小林 陽太郎

小林 陽太郎氏発言

 言論NPOは、私共の共通の友人、「熱血漢工藤さん」といったほうがいいと思いますが、工藤さんの思いをなんとか生かしていこうと、8年前に設立されました。2001年というのは小泉政権スタートの年でもありますし、また直前にニューヨークでの9・11もあり、その後にいろいろな意味で国内的にも世界的にも、いろいろ考えるべき事が一挙に殺到してきた時期でした。まさにその時期に、言論NPOが誕生したのです。そのとき私たちが思ったのは、質の高い、やはり方向もはっきりして、中身もきちんとしている言論を絶やしてはいけないということでした。それに多くの方々が賛同し、工藤さんを応援して言論NPOが始まりました。

 現在も、特に50年来の政権交代以降、日本は多くの問題を国内にも対外的にも抱え、対外的には新たな説明責任に面しておりますが、そういった問題について正面きって徹底的に考え議論をし、そこから正しいあるいは現実的な答えをみつけるためのひとつのきっかけとなる新しいメディアを作ろうとしています。

 そして言論NPOでは、限られた一部のオピニオンリーダーだけではなく、多くの会員が紙面を通じ、とくにネットを通じてタイムリーにいろんな問題の議論に参加して意見を表明し、ここに至っております。
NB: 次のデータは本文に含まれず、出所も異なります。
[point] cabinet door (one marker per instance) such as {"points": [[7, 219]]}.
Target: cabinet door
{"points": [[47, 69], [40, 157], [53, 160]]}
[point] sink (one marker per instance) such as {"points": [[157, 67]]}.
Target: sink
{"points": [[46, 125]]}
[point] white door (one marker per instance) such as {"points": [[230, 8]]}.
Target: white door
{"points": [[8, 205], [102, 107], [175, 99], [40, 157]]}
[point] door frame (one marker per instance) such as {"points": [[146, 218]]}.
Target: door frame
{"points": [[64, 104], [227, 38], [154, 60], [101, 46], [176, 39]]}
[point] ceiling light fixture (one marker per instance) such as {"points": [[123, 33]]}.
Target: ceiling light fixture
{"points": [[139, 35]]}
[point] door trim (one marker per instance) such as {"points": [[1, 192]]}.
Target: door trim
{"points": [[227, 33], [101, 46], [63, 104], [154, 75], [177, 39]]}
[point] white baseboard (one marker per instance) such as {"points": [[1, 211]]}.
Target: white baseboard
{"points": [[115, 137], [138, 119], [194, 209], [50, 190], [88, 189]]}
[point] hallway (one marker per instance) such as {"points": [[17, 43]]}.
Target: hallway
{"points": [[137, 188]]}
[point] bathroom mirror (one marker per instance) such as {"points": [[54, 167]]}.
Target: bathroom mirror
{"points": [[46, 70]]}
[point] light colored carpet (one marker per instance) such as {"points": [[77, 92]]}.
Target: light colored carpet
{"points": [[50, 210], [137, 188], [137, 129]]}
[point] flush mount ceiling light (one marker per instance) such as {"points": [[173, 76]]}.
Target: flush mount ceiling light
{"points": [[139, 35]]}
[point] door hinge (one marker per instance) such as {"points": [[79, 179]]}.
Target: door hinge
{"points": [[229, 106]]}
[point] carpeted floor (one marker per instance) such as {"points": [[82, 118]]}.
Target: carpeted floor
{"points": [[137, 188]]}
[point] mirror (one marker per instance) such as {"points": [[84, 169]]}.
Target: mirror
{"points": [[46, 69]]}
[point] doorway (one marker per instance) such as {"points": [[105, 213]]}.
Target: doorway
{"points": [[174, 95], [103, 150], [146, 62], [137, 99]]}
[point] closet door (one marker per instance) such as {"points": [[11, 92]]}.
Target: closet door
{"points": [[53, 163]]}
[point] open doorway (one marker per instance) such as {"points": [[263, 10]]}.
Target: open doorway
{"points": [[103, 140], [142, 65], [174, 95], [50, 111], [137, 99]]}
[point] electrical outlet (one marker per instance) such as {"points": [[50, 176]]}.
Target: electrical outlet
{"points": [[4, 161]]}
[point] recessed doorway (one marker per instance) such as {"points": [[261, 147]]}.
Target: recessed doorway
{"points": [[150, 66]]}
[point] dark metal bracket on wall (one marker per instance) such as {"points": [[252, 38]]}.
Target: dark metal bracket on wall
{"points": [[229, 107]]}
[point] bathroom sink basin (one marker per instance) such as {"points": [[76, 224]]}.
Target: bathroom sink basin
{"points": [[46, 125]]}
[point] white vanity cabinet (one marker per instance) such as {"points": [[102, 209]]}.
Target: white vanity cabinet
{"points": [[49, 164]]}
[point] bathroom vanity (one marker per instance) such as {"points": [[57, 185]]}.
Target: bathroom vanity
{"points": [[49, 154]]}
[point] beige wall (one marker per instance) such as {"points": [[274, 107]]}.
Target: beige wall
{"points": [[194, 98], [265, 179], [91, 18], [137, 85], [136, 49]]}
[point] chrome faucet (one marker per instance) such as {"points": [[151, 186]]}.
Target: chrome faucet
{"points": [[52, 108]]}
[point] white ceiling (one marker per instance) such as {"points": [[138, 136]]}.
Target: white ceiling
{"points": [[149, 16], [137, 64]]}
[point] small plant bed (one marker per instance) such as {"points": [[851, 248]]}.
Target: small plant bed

 鳩山政権の誕生はアメリカ、アジアとの関係についても新しい視点からの国家戦略検討を必要としています。そうした中で、やはり一番大切なことは責任のある、質の高い議論を行い、それを国外にも通用する形で発信していくことだと思っています。


小林 陽太郎
富士ゼロックス株式会社 前相談役最高顧問

1956年慶應義塾大学経済学部卒業。ペンシルベニア大学ウォートンスクール修了後、富士写真フィルム入社。63年富士ゼロックスに転じ代表取締役社長、代表取締役会長を経て2006年4月より前富士ゼロックス株式会社相談役最高顧問。09年退任。社団法人経済同友会前代表幹事。